DNA and gold nanoparticles are co-immobilized at a gold electrode through elaborate self-assembly processes. This configuration has proven to be useful as a sensor for phenothiazine drugs, taking advantage of the well-known, relatively large surface area of gold nanoparticles and the strong intercalation between dsDNA and phenothiazine drugs. This modified electrode has demonstrated good sensitivity and stability towards the oxidation of two model phenothiazine drugs: promethazine and chlorpromazine. A linear dependence between the concentration of phenothiazine drugs and the peak current is observed, with a concentration range of 2.0 x 10(-5)-1.6 x 10(-4) M and 1.0 x 10(-5)-1.2 x 10(-4) M, and a detection limit of 1.0 x 10(-5) M and 7.0 x 10(-6) M, for promethazine and chlorpromazine, respectively.

Separation and migration behavior of structurally related phenothiazines in cyclodextrin-modified capillary zone electrophoresis

The influences of buffer pH and the concentration of beta-cyclodextrins (beta-CDs) on the separation and migration behavior of 13 structurally related phenothiazines in CD-modified capillary zone electrophoresis (CD-CZE) using a phosphate background electrolyte at low pH were investigated. We focused on the separation of these phenothiazines, including the enantiomers of chiral analytes, with the use of beta-CD and hydroxypropyl-beta-CD (HP-beta-CD) as electrolyte modifiers or chiral selectors at concentrations less than 8 mM. The results indicate that the interactions of phenothiazines with beta-CDs are very strong and that effective separations of 13 analytes can be achieved with addition of 0.3 mM beta-CD or 0.5 mM HP-beta-CD in a phosphate buffer at pH 3.0. Binding constants of phenothiazines to beta-CDs were evaluated for a better understanding of the interactions of phenothiazines with beta-CDs.

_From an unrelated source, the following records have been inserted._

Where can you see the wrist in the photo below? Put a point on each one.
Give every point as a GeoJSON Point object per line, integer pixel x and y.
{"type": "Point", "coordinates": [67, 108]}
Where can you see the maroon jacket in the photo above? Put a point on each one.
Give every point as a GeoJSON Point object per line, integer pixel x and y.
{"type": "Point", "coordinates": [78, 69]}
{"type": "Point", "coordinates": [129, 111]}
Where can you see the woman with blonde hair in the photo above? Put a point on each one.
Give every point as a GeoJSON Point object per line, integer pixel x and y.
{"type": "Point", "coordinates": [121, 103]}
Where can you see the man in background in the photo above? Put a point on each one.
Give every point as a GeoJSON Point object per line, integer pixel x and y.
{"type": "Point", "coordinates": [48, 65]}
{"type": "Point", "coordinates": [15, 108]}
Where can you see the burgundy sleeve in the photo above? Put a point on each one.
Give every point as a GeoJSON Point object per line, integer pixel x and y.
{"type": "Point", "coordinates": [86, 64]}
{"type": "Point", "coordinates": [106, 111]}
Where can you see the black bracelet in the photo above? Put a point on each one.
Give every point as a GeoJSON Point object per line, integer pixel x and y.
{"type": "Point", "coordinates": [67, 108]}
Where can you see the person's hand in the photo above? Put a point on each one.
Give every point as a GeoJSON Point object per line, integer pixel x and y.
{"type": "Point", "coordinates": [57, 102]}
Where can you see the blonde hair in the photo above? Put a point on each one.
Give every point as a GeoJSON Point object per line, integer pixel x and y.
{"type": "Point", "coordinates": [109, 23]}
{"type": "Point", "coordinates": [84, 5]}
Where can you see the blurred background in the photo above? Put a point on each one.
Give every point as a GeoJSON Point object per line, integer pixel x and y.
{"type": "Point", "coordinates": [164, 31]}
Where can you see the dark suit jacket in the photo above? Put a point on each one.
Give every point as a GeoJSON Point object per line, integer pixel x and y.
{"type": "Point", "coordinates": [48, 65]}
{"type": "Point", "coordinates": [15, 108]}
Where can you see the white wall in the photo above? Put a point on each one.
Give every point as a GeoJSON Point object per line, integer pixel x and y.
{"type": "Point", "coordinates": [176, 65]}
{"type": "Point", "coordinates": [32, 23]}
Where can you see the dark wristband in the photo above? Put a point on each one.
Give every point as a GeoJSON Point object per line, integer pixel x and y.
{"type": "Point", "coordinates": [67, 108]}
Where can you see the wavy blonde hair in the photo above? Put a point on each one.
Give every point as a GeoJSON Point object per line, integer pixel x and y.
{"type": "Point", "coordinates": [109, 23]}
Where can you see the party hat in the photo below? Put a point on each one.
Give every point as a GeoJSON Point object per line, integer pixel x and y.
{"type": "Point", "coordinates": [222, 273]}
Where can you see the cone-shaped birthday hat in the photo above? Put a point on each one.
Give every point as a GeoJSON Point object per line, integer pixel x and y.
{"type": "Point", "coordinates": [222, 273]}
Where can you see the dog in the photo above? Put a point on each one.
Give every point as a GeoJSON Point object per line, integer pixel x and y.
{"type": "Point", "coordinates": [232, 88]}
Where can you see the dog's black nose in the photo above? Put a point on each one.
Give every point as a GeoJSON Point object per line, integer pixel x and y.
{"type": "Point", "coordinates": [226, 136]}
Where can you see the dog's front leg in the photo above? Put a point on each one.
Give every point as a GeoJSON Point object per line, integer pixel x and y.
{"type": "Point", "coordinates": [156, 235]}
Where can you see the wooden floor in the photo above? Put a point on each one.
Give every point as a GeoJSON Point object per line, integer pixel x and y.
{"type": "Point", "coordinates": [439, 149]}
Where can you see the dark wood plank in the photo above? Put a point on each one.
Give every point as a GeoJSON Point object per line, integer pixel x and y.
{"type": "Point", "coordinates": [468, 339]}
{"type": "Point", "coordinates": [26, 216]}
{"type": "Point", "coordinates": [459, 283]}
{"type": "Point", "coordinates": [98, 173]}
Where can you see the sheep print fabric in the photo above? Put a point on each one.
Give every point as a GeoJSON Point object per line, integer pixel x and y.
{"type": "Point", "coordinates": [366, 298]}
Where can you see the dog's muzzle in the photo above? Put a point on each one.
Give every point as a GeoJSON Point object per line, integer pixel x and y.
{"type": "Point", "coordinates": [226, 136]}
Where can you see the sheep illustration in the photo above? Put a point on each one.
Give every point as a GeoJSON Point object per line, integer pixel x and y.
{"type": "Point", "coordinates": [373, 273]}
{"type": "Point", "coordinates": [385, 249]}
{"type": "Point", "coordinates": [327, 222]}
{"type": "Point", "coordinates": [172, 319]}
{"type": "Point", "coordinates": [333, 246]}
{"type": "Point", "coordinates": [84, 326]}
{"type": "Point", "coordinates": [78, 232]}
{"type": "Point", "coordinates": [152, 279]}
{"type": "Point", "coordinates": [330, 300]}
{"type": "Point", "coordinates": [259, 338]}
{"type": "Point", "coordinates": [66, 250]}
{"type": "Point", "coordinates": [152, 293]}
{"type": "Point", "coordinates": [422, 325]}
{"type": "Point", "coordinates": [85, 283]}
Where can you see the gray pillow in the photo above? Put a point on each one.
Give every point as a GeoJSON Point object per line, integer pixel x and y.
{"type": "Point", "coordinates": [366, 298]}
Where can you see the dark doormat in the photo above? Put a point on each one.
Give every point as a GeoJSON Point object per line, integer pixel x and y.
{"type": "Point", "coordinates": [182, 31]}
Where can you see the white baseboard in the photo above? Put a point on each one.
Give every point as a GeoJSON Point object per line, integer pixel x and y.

Enantioseparation of phenothiazines in cyclodextrin-modified micellar electrokinetic chromatography

In this study, enantioseparations of five phenothiazines in cyclodextrin (CD)-modified micellar electrokinetic chromatography (MEKC) were investigated using a citrate buffer containing tetradecyltrimethylammonium bromide (TTAB) as a cationic surfactant at low pH. Beta-cyclodextrin (beta-CD) and hydroxylpropyl-beta-CD (HP-beta-CD) were selected as chiral selectors. The results indicate that the separation window is greatly enlarged by beta-CD concentration and that the separability and selectivity of phenothiazines are remarkably influenced by the concentrations of both beta-CD and TTAB, as well as buffer pH. The interaction of thioridazine with beta-CDs is considerably reduced in the presence of TTAB micelles due to competitive complexation of thioridazine with TTAB micelles, which is pH-dependent. As a result, effective enantioseparation of thioridazine is simultaneously achievable with that of trimeprazine and promethazine or ethopropazine in MEKC with addition of either beta-CD or HP-beta-CD, respectively, to a micellar citrate buffer containing TTAB at pH 3.5. Better enantioresolution of thioridazine in MEKC than in capillary zone electrophoresis can be obtained.